Es bestanden nach wie vor grundsätzliche inhaltliche Differenzen zwischen den Parteien; ein Vertragsschluss stand zu keiner Zeit konkret bevor. Am 30. März 2010 trafen sich die Angeklagten G. und A., die Zeugen T. und He. sowie weitere Beteiligte auf dem Areal in Gr. zu einem Ortstermin, bei welchem der Zeuge He. gegenüber dem Zeugen T. nochmals darlegte, dass er sich schwerlich in der Lage sehe, unter den von der Ge. geforderten Bedingungen zu einem Vertragsabschluss zu kommen. Gleichwohl einigten sich die Beteiligten, weiter auf einen solchen hinzuarbeiten. Nach einer weiteren Besprechung übersandte der für die Ge. tätige und an den Verhandlungen beteiligte Rechtsanwalt P. den Zeugen He. und T. sowie den Angeklagten A. und G. am 21. April 2010 den überarbeiteten Entwurf eines Grundstückskaufvertrages. Zu einem Abschluss des Vertrages kam es abermals nicht, weil der Zeuge He. in wesentlichen Aspekten nicht mit dem Inhalt des Vertragsentwurfs einverstanden war. Weitere Verhandlungen führten zu keinem Ergebnis. Am 17. Mai 2010 erklärte der Zeuge He. die Vertragsverhandlungen gegenüber dem Zeugen T. telefonisch für beendet. Dieser informierte die Angeklagten G. und A. sowie die weiteren Beteiligten am 18. Mai 2010 per E-Mail über die Entscheidung des Zeugen He. .

d) Im März 2010 hatte der Angeklagte G. den ihm geschäftlich bekannten Angeklagten S. getroffen; dieser ist Vorstandsvorsitzender und einzelvertretungsberechtigter Geschäftsführer der in H. ansässigen E. AG, die sich mit der Vermarktung von Anlageobjekten und der Verwaltung von Immobilien befasst. Angesichts einer von dem Angeklagten G. als hoch problematisch eingeschätzten Marktlage und stockender Verhandlungen mit dem Zeugen He., der auch Probleme bei einem künftigen Vertrieb der Wohnobjekte angedeutet hatte, fragte G. den Angeklagten S., ob er den Vertrieb übernehmen oder dabei unterstützend tätig werden wolle. Dieser war hierzu grundsätzlich bereit. Nachdem am 27. April 2010 eine Einigung mit dem Zeugen He. erneut nicht zustande gekommen war, befürchteten die Angeklagten G. und A., dass der Zeuge He. endgültig das Interesse am Kauf des Areals verloren hätte.
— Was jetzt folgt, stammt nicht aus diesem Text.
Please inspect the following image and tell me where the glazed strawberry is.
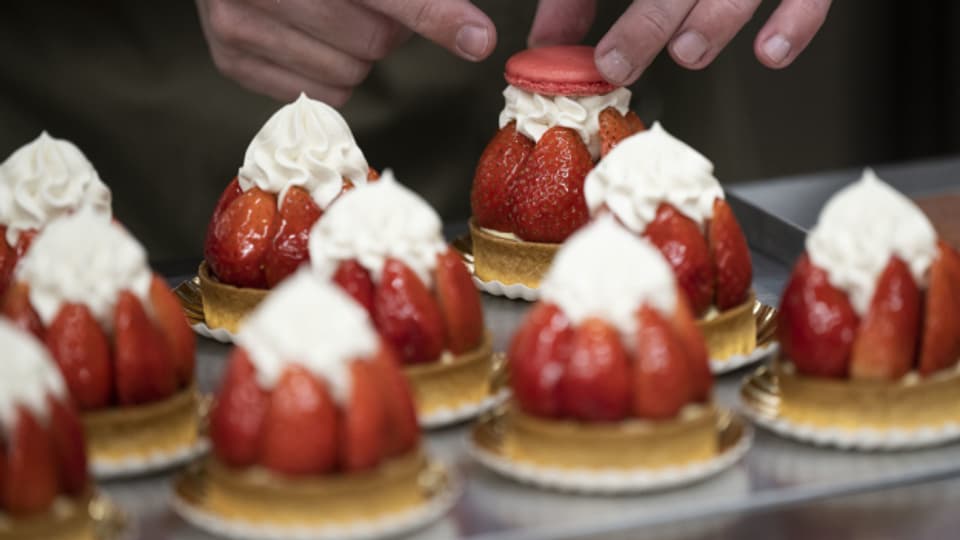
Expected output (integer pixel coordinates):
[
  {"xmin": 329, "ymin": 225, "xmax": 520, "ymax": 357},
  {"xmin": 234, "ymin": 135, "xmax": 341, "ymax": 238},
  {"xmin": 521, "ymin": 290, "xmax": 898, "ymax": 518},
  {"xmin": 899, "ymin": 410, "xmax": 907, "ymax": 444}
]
[
  {"xmin": 644, "ymin": 203, "xmax": 716, "ymax": 315},
  {"xmin": 113, "ymin": 291, "xmax": 177, "ymax": 405},
  {"xmin": 559, "ymin": 319, "xmax": 631, "ymax": 422},
  {"xmin": 373, "ymin": 259, "xmax": 444, "ymax": 364},
  {"xmin": 263, "ymin": 186, "xmax": 323, "ymax": 287},
  {"xmin": 210, "ymin": 347, "xmax": 270, "ymax": 467},
  {"xmin": 150, "ymin": 275, "xmax": 197, "ymax": 387},
  {"xmin": 45, "ymin": 304, "xmax": 111, "ymax": 410},
  {"xmin": 507, "ymin": 127, "xmax": 593, "ymax": 242},
  {"xmin": 919, "ymin": 243, "xmax": 960, "ymax": 375},
  {"xmin": 777, "ymin": 254, "xmax": 860, "ymax": 377},
  {"xmin": 436, "ymin": 248, "xmax": 483, "ymax": 354},
  {"xmin": 708, "ymin": 198, "xmax": 753, "ymax": 311},
  {"xmin": 507, "ymin": 303, "xmax": 574, "ymax": 417},
  {"xmin": 333, "ymin": 259, "xmax": 374, "ymax": 317},
  {"xmin": 633, "ymin": 306, "xmax": 693, "ymax": 420},
  {"xmin": 204, "ymin": 188, "xmax": 277, "ymax": 288},
  {"xmin": 470, "ymin": 122, "xmax": 533, "ymax": 231}
]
G. trat daraufhin erneut mit dem Angeklagten S. in Kontakt und erklärte, dass möglicherweise auch ein Erwerb des Grundstücks durch die E. AG in Betracht komme, falls der einzige Interessent, der Zeuge He., absagen sollte. Am 5. Mai 2010 traf sich S. mit den Angeklagten G. und A. sowie einem Architekten zu einer Besprechung über die Rahmenbedingungen des Projekts. Man kam überein, zunächst die abschließende Entscheidung des Zeugen He. abzuwarten. Nach dessen endgültiger Absage informierte G. den Angeklagten S. hierüber und fragte ihn, ob die E. AG Interesse an einem Erwerb habe, nachdem kein weiterer Interessent mehr vorhanden sei. Auf Bitte von S. ließ er ihm den Kaufvertragsentwurf in der jüngsten, dem Zeugen He. am 21. April 2010 unterbreiteten, Fassung übersenden. In einem Termin am 27. Mai 2010 stellte der Angeklagte S. dem Zeugen T. die E. AG als Kaufinteressentin vor. Der Zeuge T. drängte gegenüber den Angeklagten G. und A. für die Verhandlungen mit dem Angeklagten S. darauf, dass man möglichst zügig zu einem Abschluss gelangen solle. Er wies sie deshalb an, von dem jüngsten dem Zeugen He. vorgelegten Vertragsentwurf auszugehen. Die auf dieser Basis geführten Verhandlungen mit dem Angeklagten S. führten rasch zu einem Ergebnis.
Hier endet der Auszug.